Problems using a custom vocabulary for TfidfVectorizer scikit-learn

Asked 20/2, 2013 at 18:7 Answered 7/7, 2015 at 16:18

I'm trying to use a custom vocabulary in scikit-learn for some clustering tasks and I'm getting very weird results.

The program runs ok when not using a custom vocabulary and I'm satisfied with the cluster creation. However, I have already identified a group of words (around 24,000) that I would like to use as a custom vocabulary.

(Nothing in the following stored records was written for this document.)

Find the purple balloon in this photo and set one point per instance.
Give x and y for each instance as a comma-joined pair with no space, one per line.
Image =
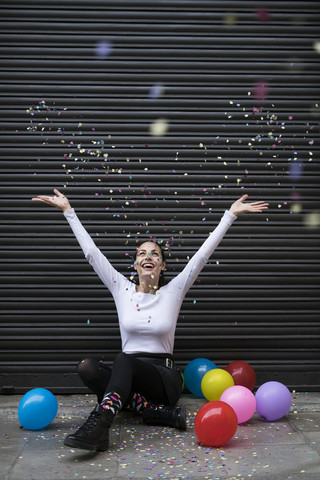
273,401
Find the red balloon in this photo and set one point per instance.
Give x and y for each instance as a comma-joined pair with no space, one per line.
242,374
215,423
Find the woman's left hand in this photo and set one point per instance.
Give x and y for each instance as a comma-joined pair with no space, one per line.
238,207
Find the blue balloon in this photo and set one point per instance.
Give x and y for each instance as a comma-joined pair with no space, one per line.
194,372
37,409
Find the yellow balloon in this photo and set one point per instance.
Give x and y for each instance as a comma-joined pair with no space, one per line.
215,382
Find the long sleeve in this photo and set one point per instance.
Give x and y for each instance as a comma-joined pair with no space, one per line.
187,277
101,265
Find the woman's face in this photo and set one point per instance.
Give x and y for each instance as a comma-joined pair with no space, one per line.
149,261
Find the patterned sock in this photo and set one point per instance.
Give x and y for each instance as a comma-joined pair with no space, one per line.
139,403
111,401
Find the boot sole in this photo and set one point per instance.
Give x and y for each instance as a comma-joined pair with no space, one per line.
73,442
181,423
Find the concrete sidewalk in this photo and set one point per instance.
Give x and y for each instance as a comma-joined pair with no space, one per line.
281,450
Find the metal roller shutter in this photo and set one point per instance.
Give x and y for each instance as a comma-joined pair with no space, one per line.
153,117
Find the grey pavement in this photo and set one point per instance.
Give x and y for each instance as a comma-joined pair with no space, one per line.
287,449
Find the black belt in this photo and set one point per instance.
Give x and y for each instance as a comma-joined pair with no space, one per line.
156,360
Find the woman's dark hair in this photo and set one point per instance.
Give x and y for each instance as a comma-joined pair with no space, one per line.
162,280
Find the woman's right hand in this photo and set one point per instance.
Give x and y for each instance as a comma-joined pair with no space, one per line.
59,200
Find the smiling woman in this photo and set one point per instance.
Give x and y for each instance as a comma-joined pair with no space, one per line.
150,264
143,376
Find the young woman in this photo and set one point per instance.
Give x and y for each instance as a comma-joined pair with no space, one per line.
143,377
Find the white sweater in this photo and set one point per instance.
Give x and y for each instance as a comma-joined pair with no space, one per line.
147,321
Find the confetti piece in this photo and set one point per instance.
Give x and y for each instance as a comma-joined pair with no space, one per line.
103,49
159,127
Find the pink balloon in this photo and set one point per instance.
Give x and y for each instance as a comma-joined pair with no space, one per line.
242,400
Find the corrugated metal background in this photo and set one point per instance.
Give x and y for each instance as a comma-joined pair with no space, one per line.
234,87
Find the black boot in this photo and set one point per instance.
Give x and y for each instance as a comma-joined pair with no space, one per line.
166,416
94,433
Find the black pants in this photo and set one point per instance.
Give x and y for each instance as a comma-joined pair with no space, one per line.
128,375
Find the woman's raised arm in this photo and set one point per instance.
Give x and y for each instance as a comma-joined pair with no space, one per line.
58,200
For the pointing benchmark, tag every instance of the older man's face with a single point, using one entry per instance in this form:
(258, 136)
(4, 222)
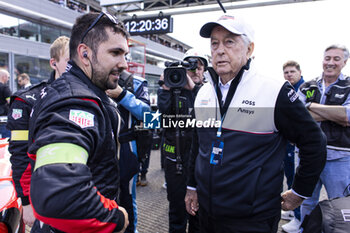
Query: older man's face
(229, 53)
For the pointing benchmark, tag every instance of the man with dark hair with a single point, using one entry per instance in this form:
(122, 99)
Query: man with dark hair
(21, 105)
(328, 101)
(73, 134)
(175, 178)
(292, 73)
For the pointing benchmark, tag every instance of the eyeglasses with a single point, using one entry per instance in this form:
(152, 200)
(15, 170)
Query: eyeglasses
(109, 16)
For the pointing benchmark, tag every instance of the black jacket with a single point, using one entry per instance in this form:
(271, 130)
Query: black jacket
(75, 190)
(21, 105)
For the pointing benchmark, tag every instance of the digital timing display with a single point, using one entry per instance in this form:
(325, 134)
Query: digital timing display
(150, 25)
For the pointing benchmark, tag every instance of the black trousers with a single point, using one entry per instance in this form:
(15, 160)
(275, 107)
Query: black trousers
(125, 199)
(176, 190)
(210, 224)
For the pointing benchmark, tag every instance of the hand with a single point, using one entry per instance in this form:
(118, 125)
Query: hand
(114, 93)
(290, 201)
(126, 221)
(161, 78)
(28, 215)
(191, 201)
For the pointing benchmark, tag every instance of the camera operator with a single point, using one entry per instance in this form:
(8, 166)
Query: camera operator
(132, 98)
(175, 175)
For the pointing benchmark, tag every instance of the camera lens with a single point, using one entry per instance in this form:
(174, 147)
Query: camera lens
(175, 77)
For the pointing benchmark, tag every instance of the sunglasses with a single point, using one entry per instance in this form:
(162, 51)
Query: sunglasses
(109, 16)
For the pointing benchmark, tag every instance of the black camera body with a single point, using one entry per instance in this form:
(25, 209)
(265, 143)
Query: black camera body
(175, 74)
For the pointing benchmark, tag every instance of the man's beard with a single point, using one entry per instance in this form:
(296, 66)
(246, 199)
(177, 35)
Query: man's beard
(101, 78)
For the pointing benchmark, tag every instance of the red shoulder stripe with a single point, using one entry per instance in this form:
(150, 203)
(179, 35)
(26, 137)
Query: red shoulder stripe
(78, 225)
(25, 180)
(20, 99)
(94, 101)
(108, 203)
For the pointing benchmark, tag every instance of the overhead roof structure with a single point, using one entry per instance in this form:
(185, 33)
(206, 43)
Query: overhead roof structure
(190, 6)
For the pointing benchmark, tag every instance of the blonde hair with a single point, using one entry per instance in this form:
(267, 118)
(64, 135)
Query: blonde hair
(58, 47)
(24, 76)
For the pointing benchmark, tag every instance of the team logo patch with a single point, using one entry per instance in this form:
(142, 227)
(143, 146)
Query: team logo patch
(204, 102)
(17, 113)
(81, 118)
(151, 120)
(292, 95)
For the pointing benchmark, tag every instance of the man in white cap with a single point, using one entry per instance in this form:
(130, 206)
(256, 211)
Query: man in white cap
(176, 179)
(237, 169)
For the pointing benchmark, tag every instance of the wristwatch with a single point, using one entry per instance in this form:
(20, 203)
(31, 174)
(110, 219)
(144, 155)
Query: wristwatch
(161, 83)
(307, 105)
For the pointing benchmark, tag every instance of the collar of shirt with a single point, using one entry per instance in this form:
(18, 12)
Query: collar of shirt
(224, 89)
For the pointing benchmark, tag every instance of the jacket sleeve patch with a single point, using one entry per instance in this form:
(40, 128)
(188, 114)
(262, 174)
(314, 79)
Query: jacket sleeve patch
(82, 118)
(17, 113)
(292, 95)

The words are stored in a SQL Server table. I have tried so far 2 approaches, but I get the same results at the end. The first one is to create a list, the second is to create a dictionary. The code for the creation of the dictionary is like this:

myvocab = {}
vocabulary = []

count = 0

for row in results:
    skillName = re.sub(r'&#?[a-z0-9]+;', ' ', row['SkillName']) 
    skillName = unicode(skillName,"utf-8")  
    vocabulary.append(skillName)  #Using a list 
    myvocab[str(skillName)] = count #Using a dictionary
    count+=1

I then use the vocabulary (either the list version or the dictionary, both of them give the same result at the end) in the TfidfVectorizer as follows:

vectorizer = TfidfVectorizer(max_df=0.8, 
                         stop_words='english' ,ngram_range=(1,2) ,vocabulary=myvocab)
X = vectorizer.fit_transform(dataset2)

The shape of X is (651, 24321) as I have 651 instances to cluster and 24321 words in the vocabulary.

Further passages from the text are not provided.